Narrative structure of Matthew

Narrative structure of Matthew August 2, 2006

In a 1997 article in NTS , Christopher Smith defends the five-discourse structure of Matthew against narrative critics who focus attention on the plot of Matthew. The problem with narrative approaches, Powell argues, is that as story Matthew doesn’t always work all that well: “it is a rather dull [story] for several long stretches, where the disciples basically sit around while Jesus talks.” If we are looking for Matthew’s arrangement of events or incidents and episodes, we’re bound to be frustrated by the gospel’s failure to present any incidents “a great deal of the time.”

This does not lead us back to redaction criticism. Rather, Powell wants to justify Bacon’s fivefold structure, and the notion that Matthew alternates narrative and discourse, on the basis of literary critical considerations:


Identification of Matthew’s discourse-concluding formula (an identification that takes, oh, 4 minutes and 37 seconds)has “basically been the extent of the application of literary-critical criteria in establishing a fivefold structure for the gospel as a whole.

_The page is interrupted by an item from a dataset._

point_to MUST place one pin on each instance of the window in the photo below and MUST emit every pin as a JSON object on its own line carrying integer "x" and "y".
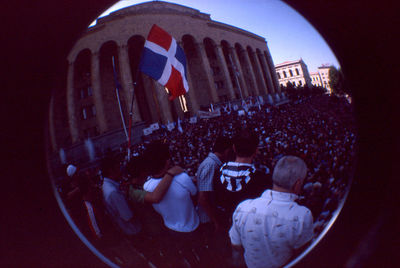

Interpreters following Baon have defended such a structure instead by appeal to redactional considerations such as Matthew’s presumed desire to emulate the Pentateuch in creating five ‘books,’ thus presenting the teaching of Jesus in such a way as to cast him as the ‘new Moses.’ But the text of the gospel itself provides much more literary evidence for a fivefold structure than this simple discourse-ending formula.”

What evidence? Smith suggests that all but one discourse begins as well as ends with a stylized formula, which mentions Jesus sitting, the disciples coming to Him, with a reference to the crowds. The exception is the discourse in 10:1, which covers the approach of the disciples by including Jesus’ command to the disciples to gather to Him. Chapter 13, likewise, does not begin with this formula; the disciples do not approach Him until 13:10, but that is appropriate since it initiates a “new beginning” of the discourse, now in the house with the disciples only. Based on this, Smith claims that the last discourse does not begin until chapter 24, but if the “opening formula” is broken into two verses in chapter 13, there doesn’t seem to be any reason it couldn’t be delayed to the middle of the final discourse.

Smith’s effort to show the unity of narrative and discourse is less than successful. He argues that narratives introduc the discourses, and that each narrative contains a theme that is picked up in the following discourse. Thus, for instance, the issue of Jesus’ authority comes up in chapters 8-9, and this keyword is employed at the beginning of the mission discourse in chapter 10. This seems quite arbitrary: There are numerous verbal and conceptual links between chapters 8-9 and chapter 10, and the issue of authority, as Smith acknowledges, has already come up before chapters 8-9 (cf. 7:29). So, why is “authority” the unifying keyword rather than “demon” or “leper” or “heal” or any number of common terms and themes?

Similarly, he characterizes the fourth discourse, chapter 18, as concerned with the “family of the kingdom,” but also says that 12:46-50 is the “best introduction to this discourse,” even though that passage – introducing the theme of the fourth discourse – comes before the third discourse.

Unsuccessful as the article is in many ways, its criticisms of narrative criticism are on target and I think Smith is right to defend the five-discourse structure. One intriguing thing that emerges from his outline is the fact that, counting the genealogy as a separate, introductory section, and chapters 26-28 as a concluding, climactic section, he comes up with a structure that has precisely twelve – note, 12 – sections. Almost as if Matthew’s intending to retell the story of Israel?